For Patel, matters have been made worse because two of his properties are financed by a type of borrowing that is often unforgiving in times of financial difficulty.
Q Hotel Management has $19 million in outstanding loans that were packaged as part of commercial-mortgage backed securities, a complicated mechanism where lenders bundle mortgages together and then sell them to investors.
About one-quarter of the hotels in the U.S. are financed by CMBS, while in Louisiana about four dozen hotels owe a total of $1.1 billion to CMBS lenders.
One of the conditions of Patel's loans is that he cannot borrow any additional money against the properties without seeking the permission of the firms in charge, called "servicers."
That has meant he has had to ask permission to apply for the SBA loans. One servicer, Prudential Asset Resources, didn't respond. He says that meant he missed deadlines that cost him a chance for some emergency funds for his Holiday Inn Express in LaPlace.
The other, LMF Commercial, said it would let him apply for the government loans for the TownePlace Suites in LaPlace, but would charge thousands of dollars in fees just to talk about the terms of doing so.
"We are at their mercy," said Patel. "They can keep racking up penalties and fees until you have no choice and have to walk away and leave the equity you've built up over years. Once owners default they can cherry pick what they want to foreclose on, pick them up for pennies on the dollar."
Neither Prudential or LMF responded to requests for comment.
Issues with CMBS servicers have impacted many commercial properties nationally, such as shopping malls and office blocks, as well as hotels.
William "Chip" Rogers, president and CEO of the American Hotel and Lodging Association, said they are lobbying for legislation that would offer both protection for hoteliers from what his group argues are predatory lending practices, as well as separate legislation to provide a new round of SBA lending that would be targeted at those most in need.
"The problem with CMBS lending is it's so difficult to find a solution," said Rogers. A poll of his members conducted in April found that 85% of those with traditional lenders had been offered leniency from their banks, whereas only 15% of CMBS borrowers had.
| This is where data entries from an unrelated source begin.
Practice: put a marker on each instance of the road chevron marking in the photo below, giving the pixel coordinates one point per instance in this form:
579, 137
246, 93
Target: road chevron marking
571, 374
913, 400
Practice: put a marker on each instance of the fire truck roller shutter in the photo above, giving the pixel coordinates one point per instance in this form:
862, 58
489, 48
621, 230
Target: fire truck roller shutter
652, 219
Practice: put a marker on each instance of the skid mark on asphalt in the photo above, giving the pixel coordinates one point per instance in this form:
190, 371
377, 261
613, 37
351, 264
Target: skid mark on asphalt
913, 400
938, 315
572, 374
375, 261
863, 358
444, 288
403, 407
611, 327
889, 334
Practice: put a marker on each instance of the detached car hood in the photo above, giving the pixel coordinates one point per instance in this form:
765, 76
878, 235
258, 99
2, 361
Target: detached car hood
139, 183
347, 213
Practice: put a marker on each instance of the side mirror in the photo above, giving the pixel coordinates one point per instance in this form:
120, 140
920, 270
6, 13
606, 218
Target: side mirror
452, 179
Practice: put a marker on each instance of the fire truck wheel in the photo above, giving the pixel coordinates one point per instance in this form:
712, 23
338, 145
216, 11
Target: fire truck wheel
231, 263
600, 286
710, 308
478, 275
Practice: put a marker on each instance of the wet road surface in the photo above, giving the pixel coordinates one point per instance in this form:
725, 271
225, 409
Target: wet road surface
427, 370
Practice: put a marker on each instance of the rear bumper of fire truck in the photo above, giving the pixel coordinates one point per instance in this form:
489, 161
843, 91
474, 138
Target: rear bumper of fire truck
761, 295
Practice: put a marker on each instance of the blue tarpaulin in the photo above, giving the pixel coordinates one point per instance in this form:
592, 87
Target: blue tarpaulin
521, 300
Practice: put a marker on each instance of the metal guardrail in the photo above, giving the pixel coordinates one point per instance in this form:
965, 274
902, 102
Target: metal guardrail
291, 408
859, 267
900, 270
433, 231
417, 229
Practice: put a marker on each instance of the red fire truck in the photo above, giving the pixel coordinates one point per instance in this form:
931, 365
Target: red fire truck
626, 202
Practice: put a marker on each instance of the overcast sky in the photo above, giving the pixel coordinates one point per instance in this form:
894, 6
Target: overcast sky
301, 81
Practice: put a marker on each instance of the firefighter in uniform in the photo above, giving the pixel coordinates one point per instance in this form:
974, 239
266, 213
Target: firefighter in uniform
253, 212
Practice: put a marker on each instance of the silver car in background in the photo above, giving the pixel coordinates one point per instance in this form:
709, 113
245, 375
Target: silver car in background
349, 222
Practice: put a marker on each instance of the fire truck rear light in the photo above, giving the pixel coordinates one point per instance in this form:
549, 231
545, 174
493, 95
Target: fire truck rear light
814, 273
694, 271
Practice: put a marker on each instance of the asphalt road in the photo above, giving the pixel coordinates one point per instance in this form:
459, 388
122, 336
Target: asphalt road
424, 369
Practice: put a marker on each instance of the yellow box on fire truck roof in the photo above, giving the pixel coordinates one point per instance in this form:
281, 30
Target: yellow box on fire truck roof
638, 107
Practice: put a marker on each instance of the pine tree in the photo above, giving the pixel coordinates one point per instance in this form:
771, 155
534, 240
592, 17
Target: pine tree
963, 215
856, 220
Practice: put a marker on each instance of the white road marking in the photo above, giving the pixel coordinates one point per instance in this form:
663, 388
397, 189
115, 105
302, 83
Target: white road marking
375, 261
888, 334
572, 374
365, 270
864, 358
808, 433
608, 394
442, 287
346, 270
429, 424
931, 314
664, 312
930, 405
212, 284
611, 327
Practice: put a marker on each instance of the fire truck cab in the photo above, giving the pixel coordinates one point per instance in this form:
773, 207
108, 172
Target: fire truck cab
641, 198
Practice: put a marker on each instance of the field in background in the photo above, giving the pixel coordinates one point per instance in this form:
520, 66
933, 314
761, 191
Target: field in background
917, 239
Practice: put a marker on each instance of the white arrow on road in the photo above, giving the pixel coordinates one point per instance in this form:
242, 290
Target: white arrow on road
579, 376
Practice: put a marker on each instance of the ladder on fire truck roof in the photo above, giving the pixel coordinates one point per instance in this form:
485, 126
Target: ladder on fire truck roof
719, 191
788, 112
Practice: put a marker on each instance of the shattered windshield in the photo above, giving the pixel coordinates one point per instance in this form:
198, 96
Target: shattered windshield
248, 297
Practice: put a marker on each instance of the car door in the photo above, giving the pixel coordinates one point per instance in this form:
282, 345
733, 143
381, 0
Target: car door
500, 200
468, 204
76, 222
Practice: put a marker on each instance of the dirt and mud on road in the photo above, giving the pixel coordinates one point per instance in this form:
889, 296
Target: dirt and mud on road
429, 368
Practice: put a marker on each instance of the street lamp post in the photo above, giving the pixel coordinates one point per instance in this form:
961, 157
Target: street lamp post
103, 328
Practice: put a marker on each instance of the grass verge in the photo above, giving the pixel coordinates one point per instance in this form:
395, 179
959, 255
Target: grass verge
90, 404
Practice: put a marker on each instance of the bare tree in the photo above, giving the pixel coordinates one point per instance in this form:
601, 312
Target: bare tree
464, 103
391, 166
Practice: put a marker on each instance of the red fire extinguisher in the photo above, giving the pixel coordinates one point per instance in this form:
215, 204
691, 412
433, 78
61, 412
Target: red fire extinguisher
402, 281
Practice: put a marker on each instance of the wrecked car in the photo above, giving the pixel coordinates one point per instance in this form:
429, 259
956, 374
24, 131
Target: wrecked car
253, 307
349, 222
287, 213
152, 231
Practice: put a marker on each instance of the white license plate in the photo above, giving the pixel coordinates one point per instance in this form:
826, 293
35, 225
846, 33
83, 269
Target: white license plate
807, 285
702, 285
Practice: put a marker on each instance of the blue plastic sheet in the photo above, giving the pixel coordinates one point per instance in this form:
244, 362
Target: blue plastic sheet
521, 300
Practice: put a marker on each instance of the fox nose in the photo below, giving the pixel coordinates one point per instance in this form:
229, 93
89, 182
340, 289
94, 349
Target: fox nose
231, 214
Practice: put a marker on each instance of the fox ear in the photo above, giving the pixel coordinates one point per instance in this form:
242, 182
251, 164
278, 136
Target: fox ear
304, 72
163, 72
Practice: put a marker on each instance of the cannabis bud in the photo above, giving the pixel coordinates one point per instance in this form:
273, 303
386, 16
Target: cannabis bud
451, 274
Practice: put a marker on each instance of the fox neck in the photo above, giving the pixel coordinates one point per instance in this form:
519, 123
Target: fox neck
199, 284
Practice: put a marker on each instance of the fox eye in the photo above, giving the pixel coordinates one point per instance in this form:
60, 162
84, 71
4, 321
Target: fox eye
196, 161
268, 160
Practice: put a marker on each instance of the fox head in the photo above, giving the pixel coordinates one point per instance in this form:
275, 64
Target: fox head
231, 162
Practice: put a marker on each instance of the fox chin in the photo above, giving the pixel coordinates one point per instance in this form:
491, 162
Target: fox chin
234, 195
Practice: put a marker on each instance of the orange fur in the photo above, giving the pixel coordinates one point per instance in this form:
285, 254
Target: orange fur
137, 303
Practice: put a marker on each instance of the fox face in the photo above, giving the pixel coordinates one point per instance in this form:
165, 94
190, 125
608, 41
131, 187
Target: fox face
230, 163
Patel, who is a member of the Asian American Hotel Owners Association, said the group recently met with Vice President Michael Pence in Florida to press the case for federal legislation aimed at CMBS practices as well as extending more SBA loans.
"If we could get measures to just stop the gouging and the exorbitant fees that would at least be something," Patel said of the CMBS lenders.
Patel, who is now 50, said he lives in a state of constant anxiety. The fear, he said, is that he and his wife Mina, who runs the group's finances, as well as his cousins and business partners Vedant, Jay and Kevin, could see their American dream evaporate.
"We have roots here, both my kids were born here, it's been a home for us," said Patel. "Now, with all this COVID-19 and the financial scenarios, there's a danger of me going back to working at McDonald's. But you have to do what you have to do to survive."